Biting back at Bite Back
No, not Dale’s publishing company, but Jamie Oliver’s attempt to mislead the body politic. Big report out:
Are food giants rigging the system against children’s health?
The answer is obviously no but we do need to identify some specific reason that it is that no. Fortunately, Sir Patrick Vallance provides an introduction:
But the epidemic of food related ill health, which grips our nation and starts in childhood, cannot be solved by science alone, it needs policy action. Medical advances to treat type-2 diabetes, heart disease and cancer are progressing fast and save thousands of lives every day, but how much better would it be if these diseases could be prevented? This is the challenge that society faces, and prevention of disease is essential if the NHS is to be affordable and sustainable.
Obesity, in common with smoking and booze, saves the NHS money. This is not just an assertion by us, it’s a known scientific fact.

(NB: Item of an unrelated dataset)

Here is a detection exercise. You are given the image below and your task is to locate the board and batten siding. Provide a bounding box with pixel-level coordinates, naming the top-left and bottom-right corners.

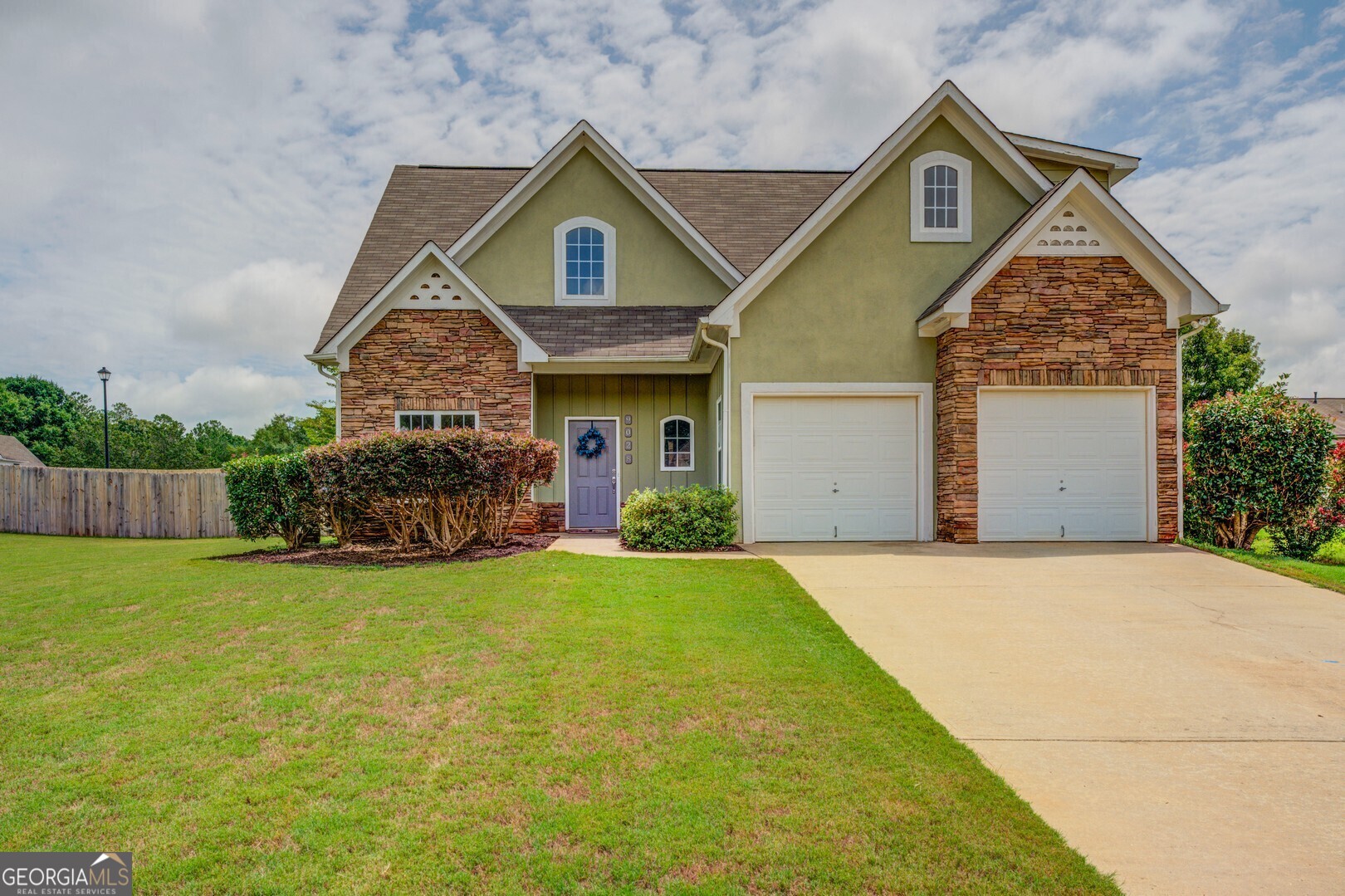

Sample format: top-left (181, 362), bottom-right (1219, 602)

top-left (533, 374), bottom-right (714, 502)
top-left (0, 466), bottom-right (238, 538)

It is entirely true that it costs money to treat people so rotund they cannot fall over - like Weebles. It is also true that people dying early as they pop their skins like overheated sausages do not then need further decades of treatment on the National Health Service - the costs end when the CoOp picks up the puddle for burial.
Now that is, obviously, a fairly brutal way of putting it. But it’s also true. We do indeed all die of something (well, with the exception of Elijah possibly). We will all get treated - or not perhaps given the queues - by the NHS on that path to the grave. The NHS is also a lifetime healthcare system. Thus the total costs, over the lifetime, depend upon what diseases we get and also the length of the lifetime. An aggressive and untreatable cancer - or a killing stroke or heart attack - at 65 is very cheap indeed. Physical health plus a few joint replacements and 10 years of Alzheimer’s before death at 90 is very expensive.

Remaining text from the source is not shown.